Wednesday, 3 December 2025

On Autumn and Its Faces.

I’ve noticed throughout my life that the autumn season mostly wears a small but distinctly different set of faces. This evening I decided that there are four.

The first is the pallid face when the light remains constant due to the universal cloud cover. It’s undistinguished and often wet. It drags us through the day in sombre mood and further hastens the dread of approaching winter.

The second is the jolly face when the sun bestows its beneficence from a pale blue sky and casts its glow on the warm colours of landscape and building alike. Myriad shades of red and yellow woodland delight the eye, and the low evening sun turns the dark tree trunks red while casting old limestone buildings in a shade of old gold.

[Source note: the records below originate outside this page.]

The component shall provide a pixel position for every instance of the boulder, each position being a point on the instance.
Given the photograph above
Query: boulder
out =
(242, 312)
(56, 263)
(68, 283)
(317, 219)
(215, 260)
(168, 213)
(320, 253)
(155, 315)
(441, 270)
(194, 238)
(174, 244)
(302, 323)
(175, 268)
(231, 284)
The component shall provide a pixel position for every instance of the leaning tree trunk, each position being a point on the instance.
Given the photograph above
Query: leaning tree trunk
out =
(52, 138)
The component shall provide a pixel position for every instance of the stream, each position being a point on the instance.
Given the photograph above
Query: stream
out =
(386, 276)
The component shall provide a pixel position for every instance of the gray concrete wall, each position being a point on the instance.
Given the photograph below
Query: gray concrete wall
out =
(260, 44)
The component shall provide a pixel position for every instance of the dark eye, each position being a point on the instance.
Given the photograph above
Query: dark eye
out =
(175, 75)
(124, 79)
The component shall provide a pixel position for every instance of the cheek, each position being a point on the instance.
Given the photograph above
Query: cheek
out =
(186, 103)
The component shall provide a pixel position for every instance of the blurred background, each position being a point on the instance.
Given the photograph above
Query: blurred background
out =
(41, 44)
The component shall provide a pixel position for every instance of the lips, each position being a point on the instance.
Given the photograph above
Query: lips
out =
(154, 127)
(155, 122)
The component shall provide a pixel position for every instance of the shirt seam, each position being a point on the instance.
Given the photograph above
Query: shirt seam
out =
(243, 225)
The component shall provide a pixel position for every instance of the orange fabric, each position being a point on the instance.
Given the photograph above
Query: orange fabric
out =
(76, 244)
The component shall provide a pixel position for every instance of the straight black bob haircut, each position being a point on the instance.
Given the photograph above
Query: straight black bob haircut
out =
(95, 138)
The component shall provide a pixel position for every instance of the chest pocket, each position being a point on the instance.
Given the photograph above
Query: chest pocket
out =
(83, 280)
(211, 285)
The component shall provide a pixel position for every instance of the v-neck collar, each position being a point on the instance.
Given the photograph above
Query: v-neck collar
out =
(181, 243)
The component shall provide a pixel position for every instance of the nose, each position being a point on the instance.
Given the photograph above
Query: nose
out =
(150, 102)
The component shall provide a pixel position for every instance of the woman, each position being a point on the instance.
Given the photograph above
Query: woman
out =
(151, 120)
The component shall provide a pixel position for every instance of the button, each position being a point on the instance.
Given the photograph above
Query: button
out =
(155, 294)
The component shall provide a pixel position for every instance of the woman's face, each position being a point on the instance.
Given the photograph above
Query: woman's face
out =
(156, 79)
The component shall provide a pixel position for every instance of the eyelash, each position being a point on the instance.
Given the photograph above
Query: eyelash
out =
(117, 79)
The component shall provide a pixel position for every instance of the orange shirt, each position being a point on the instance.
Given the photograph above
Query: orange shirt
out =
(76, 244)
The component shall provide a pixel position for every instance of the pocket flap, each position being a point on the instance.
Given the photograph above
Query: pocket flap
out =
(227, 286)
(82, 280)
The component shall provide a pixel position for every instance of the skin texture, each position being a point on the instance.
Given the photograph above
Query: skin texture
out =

The third is the face of vaporous air, less bright than the jolly face but still bright enough to encourage the dying leaves to glow in a final celebration of the inevitability of demise. And that’s the one which reaches the olfactory organs, filling the head with the musty scent of dead leaves on the woodland floor.

Finally there’s the magical face late in the year when river valleys fill with dense white mist, and floating above the fluid but impenetrable whiteness are the topmost branches of skeletal trees. There’s no colour to be seen anywhere, but there is mystery. That’s my favourite, and that’s the one I saw at twilight today.

And still I ask whether any of it is truly real. And still I ask whether anything lies beyond it, and if so what. And still I try to place it all within the concept of universal consciousness, and maybe one day I’ll know.